A Gulf-based expert believes that Qatalum should ask UAE’s Dubai Aluminium (Dubal) for assistance in getting its smelter operational.
“Dubal had a similar incident back in 2008, but it managed to get back within two-and-a-half months,” the expert says. “Qatalum should speak to Dubai because there can’t be many smelters worldwide that lost so many potlines and got back so quickly.”
“I’m sure if they approach the appropriate people at Dubal then there will be experts available to help them out,” he adds.
Independent experts believe that Dubal lost around 50,000 tonnes of primary metal production, which equates to around $100m in lost revenues at today’s aluminium price.

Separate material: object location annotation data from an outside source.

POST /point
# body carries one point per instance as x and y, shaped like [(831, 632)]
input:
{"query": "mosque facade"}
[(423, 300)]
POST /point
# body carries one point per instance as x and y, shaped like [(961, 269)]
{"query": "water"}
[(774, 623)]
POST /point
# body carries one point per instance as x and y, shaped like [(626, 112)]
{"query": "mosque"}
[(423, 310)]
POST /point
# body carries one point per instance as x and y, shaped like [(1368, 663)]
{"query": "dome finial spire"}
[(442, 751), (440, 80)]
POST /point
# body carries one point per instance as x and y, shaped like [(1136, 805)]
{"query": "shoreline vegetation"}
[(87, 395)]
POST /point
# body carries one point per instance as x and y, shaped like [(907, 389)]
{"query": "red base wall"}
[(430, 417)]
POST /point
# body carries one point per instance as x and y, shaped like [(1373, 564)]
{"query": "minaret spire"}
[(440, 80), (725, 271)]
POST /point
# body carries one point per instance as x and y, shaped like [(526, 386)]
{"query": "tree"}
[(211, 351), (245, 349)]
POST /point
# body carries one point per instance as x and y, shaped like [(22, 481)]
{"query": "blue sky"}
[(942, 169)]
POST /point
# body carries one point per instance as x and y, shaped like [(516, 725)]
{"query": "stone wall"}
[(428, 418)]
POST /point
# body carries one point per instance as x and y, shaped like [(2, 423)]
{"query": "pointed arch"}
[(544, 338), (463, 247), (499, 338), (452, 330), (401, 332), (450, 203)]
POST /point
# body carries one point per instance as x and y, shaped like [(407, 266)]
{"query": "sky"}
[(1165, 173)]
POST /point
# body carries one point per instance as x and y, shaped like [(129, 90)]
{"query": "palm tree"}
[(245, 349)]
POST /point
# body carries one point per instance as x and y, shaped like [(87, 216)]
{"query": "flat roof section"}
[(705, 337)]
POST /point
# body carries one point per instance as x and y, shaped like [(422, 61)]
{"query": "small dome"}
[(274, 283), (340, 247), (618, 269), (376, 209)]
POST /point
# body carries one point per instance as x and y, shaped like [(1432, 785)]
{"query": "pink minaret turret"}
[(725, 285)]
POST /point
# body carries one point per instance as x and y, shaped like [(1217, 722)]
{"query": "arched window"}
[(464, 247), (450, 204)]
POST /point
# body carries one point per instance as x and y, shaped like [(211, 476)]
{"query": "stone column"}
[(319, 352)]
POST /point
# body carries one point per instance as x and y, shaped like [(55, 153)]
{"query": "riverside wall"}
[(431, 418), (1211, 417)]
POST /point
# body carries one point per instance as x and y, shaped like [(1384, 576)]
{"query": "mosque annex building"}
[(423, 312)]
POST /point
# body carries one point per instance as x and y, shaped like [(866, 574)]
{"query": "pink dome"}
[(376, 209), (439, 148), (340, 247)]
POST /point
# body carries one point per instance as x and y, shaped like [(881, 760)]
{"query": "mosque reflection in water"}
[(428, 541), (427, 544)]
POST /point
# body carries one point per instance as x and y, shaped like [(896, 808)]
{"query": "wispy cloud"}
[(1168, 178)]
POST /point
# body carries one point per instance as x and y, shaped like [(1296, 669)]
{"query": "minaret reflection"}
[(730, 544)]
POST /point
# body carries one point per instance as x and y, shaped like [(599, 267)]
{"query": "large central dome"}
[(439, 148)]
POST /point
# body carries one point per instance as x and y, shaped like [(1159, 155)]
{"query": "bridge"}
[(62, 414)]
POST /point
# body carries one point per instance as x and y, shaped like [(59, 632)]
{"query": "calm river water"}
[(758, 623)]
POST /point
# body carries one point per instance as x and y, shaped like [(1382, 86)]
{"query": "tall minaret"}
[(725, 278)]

Marco Georgiou, London-based aluminium analyst at Cru also tells MEED that if Qatalum cannot bring in enough metal to its cast house, which is still operational, then there might be a rise in global billet prices.

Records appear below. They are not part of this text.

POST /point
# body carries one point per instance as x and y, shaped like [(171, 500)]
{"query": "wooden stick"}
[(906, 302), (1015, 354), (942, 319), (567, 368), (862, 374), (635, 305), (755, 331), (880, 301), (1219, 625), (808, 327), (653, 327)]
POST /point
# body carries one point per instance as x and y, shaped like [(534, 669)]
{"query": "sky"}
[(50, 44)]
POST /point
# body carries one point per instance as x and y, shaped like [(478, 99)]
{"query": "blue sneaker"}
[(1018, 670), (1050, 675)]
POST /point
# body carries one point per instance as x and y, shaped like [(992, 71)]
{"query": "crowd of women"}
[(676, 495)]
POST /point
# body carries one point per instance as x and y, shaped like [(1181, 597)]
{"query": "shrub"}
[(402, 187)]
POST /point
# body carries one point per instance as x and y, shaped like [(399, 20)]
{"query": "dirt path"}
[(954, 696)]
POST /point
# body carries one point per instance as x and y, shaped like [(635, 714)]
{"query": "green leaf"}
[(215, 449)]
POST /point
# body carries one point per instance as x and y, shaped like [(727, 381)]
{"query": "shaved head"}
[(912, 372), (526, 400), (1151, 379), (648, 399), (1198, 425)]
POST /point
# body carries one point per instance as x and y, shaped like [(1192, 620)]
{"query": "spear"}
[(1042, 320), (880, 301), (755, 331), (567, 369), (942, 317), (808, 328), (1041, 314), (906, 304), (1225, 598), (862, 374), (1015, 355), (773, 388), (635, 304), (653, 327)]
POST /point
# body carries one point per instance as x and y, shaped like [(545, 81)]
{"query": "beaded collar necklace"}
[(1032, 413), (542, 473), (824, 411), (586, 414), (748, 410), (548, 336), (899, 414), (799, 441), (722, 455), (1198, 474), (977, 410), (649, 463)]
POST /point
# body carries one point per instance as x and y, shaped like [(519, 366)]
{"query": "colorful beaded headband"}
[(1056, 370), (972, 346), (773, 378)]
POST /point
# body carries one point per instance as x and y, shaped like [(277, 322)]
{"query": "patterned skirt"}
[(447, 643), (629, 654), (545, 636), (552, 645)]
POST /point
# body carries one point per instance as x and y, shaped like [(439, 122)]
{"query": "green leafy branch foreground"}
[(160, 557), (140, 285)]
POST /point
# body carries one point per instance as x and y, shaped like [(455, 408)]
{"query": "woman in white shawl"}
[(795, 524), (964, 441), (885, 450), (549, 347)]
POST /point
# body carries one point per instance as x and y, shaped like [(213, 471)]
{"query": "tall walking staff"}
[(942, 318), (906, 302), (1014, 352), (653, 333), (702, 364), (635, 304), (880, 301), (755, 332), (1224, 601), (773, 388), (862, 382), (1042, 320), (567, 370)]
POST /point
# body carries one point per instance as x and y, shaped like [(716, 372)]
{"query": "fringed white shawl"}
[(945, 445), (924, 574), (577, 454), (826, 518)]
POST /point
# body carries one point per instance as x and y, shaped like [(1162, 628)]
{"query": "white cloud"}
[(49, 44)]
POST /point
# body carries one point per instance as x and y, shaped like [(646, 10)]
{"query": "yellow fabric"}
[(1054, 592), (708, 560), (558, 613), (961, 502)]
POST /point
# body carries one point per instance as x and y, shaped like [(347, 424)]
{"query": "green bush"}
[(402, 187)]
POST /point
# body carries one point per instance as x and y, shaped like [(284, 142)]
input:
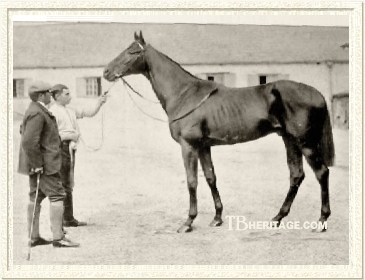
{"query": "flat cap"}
[(36, 87), (39, 86)]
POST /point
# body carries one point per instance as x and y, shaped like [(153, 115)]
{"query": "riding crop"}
[(31, 225)]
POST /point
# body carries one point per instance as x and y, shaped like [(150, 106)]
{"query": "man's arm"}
[(31, 138), (90, 112), (73, 136)]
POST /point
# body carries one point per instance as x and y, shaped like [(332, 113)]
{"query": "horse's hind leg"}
[(190, 157), (208, 169), (295, 164), (321, 171)]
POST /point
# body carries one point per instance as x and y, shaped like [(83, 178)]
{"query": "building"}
[(75, 54)]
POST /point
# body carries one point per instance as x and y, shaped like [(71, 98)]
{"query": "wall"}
[(316, 75)]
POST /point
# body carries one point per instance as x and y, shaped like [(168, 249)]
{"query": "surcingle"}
[(191, 96)]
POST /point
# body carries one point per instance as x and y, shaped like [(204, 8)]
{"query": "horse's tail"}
[(326, 145)]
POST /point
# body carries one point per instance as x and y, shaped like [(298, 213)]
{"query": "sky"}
[(234, 17)]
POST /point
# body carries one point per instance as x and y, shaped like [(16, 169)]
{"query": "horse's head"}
[(130, 61)]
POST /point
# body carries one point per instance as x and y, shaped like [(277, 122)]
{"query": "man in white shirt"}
[(66, 117)]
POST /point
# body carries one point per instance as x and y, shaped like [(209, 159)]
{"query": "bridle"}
[(130, 63)]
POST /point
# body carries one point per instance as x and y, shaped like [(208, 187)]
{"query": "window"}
[(227, 79), (18, 88), (261, 79), (88, 87)]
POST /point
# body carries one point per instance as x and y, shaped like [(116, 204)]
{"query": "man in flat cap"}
[(41, 146), (66, 117)]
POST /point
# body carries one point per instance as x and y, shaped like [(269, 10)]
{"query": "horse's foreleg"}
[(321, 171), (208, 169), (295, 164), (190, 157)]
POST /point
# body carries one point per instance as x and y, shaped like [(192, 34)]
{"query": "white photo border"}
[(60, 8)]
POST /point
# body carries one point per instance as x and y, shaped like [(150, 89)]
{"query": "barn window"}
[(262, 80), (88, 87), (227, 79), (18, 87)]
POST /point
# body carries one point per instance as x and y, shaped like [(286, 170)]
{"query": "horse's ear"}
[(141, 38)]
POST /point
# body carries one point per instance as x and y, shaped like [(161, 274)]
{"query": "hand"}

“A lot of Qatalum’s billet is aimed towards the US market,” Georgiou says. “If they cannot maintain production then this could lead to some tightness in the billet market and spike up prices.”
Georgiou adds that primary aluminium prices are not likely to rise in the short term due to a global surplus in supply.
Qatalum is a 50/50 joint venture between Qatar Petroleum and Norway’s Hydro.